Monday, 5 November 2007

Justices asked to rehear lethal injection challenge

The Associated Press

TALLAHASSEE, Fla. - A death row inmate Monday asked the Florida Supreme Court to rehear his challenge to the state's lethal injection procedure.

The justices last week unanimously rejected arguments that the procedure is unconstitutional cruel and unusual punishment. That cleared the way for the Nov. 15 execution of Mark Dean Schwab for the 1991 rape and murder of 11-year-old Junny Rios-Martinez in Brevard County.

Monday's rehearing request was filed on behalf of another inmate, Ian Deco Lightbourne, who has not yet been scheduled for execution. Lightbourne killed Nancy O'Farrell after breaking into her Marion County home in 1981.

Schwab and Lightbourne challenged the lethal injection procedure based on problems that caused the execution of Angel Diaz to take 34 minutes - twice as long as normal - in December.

Following Diaz's death, executions were suspended in Florida until Gov. Charlie Crist signed Schwab's death warrant in July after the Department of Corrections revised its procedures.

The state justices have not yet ruled on Schwab's motion for a stay of execution pending a U.S. Supreme Court ruling in a challenge to Kentucky's lethal injection procedure. Kentucky, Florida and other states with lethal injection rely on same three-chemical cocktail.

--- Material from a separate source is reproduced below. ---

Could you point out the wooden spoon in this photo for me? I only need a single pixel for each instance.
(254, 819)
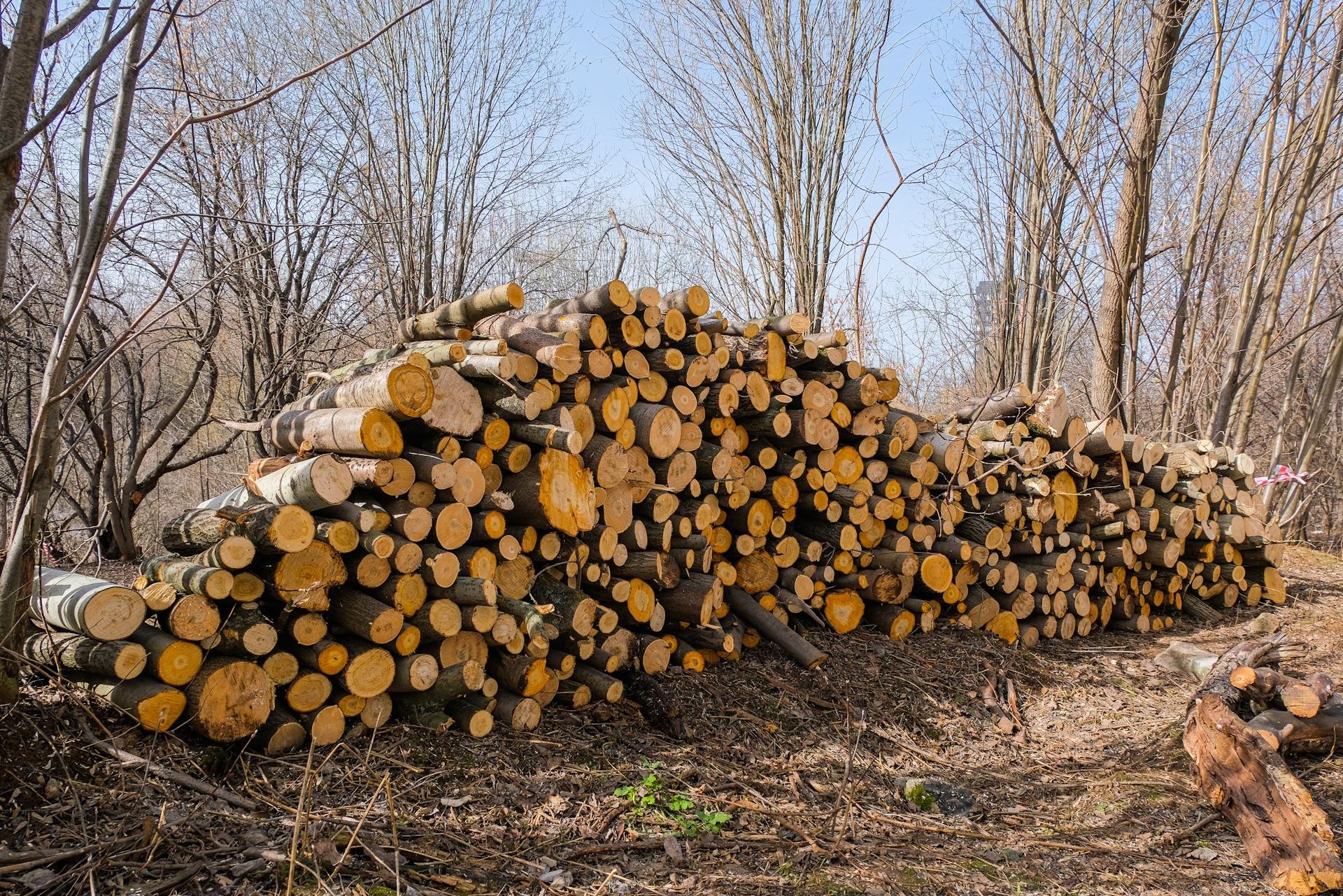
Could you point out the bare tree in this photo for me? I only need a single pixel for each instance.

The Florida Supreme Court ruled in appeals from Schwab and Lightbourne that the revised procedure eliminates the risk of pain from the last chemical injected, potassium chloride, which causes the heart to stop.

The revisions include additional training and a pause after the first chemical, the anesthetic sodium thiopental, is injected to make sure the inmate is unconscious before the remaining drugs are administered.

The rehearing motion argues in part that the pause is insufficient protection because prison officials rather than trained medical personnel check for consciousness. Another argument is the justices erroneously concluded that Lightbourne did not explicitly challenge the three-drug combination.